Wednesday, February 16, 2011

Pa. Judge Took Millions In Private Juvy Jail Scheme

Scranton - County Judge Mark Ciavarella, 61, helped railroad juvenile offenders accused of minor offenses to a private detention facility in exchange for $2.8 million.

Jurors heard a federal prosecutor characterize the alleged criminal scheme in closing argument today. Assistant U.S. Attorney Gordon Zubrod said, “You can't take money for doing your job,” as he outlined the way the scam worked.

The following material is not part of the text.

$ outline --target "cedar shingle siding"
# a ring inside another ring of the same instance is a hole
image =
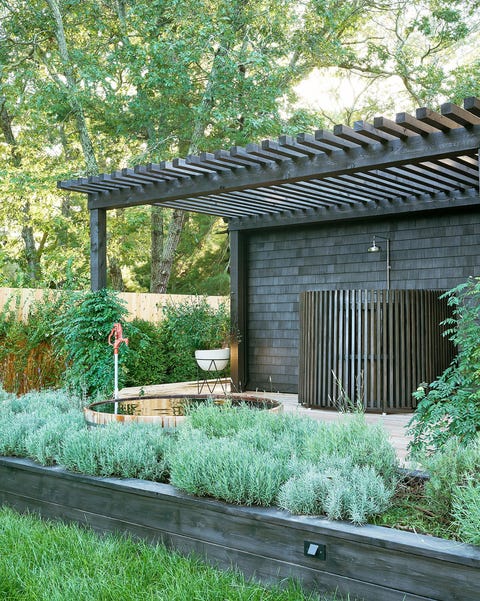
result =
[[[304,290],[450,289],[480,274],[480,208],[357,223],[262,230],[248,237],[248,388],[297,392],[298,301]]]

The judge is accused of extorting money from a developer and co-owner of the privately-run jail, then falsifying state-mandated financial disclosure forms and tax returns while attempting to launder the money by calling his personal share of $480,000 “finder's fees” he collected while trying to get a new juvenile jail built to replace an aging county facility.

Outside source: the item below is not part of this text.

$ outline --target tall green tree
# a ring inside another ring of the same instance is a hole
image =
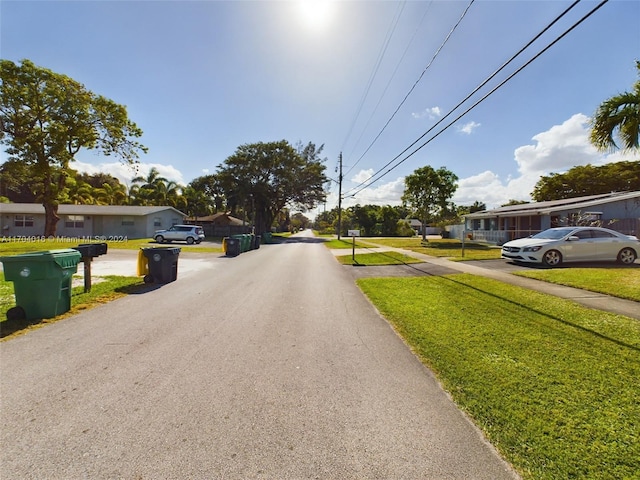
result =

In contrast, defense attorney Al Flora told the jurors that though the judge admitted taking the money and failing to disclose the income or pay taxes on it, he was merely doing it because it would “look bad” to taxpayers.

He received $590,000 over a period of 7 months in rental payments from jail developer and co-owner Bob Powell for a Florida condominium he owns.

Parents of juvenile offenders jailed for such petty offenses as throwing food at a mother's boyfriend, breaking curfew, or minor in possession of alcohol have testified before state panels investing corruption. One mother told of her son being whisked away to a privately-run "boot camp" for 48 days and being furnished only with a "Post-It" note inscribed with "Dolores" and a phone number.

Another father, who testified anonymously out of fear for his life and his son's, said that even though his child was represented by an attorney, Judge Ciavarella would not let the man talk about the case or elicit testimony from witnesses. He spoke over him and overruled all his objections, effectively silencing counsel.

Judge Ciavarella pleaded guilty to a similar charge dubbed by the local press as the "cash for kids" scam in state court in 2009, effectively nullifying the cases against more than 50 youthful offenders. He Luzerne County District Attorney has declined to re-file the cases and seek prosecution of the alleged offenders for the second time.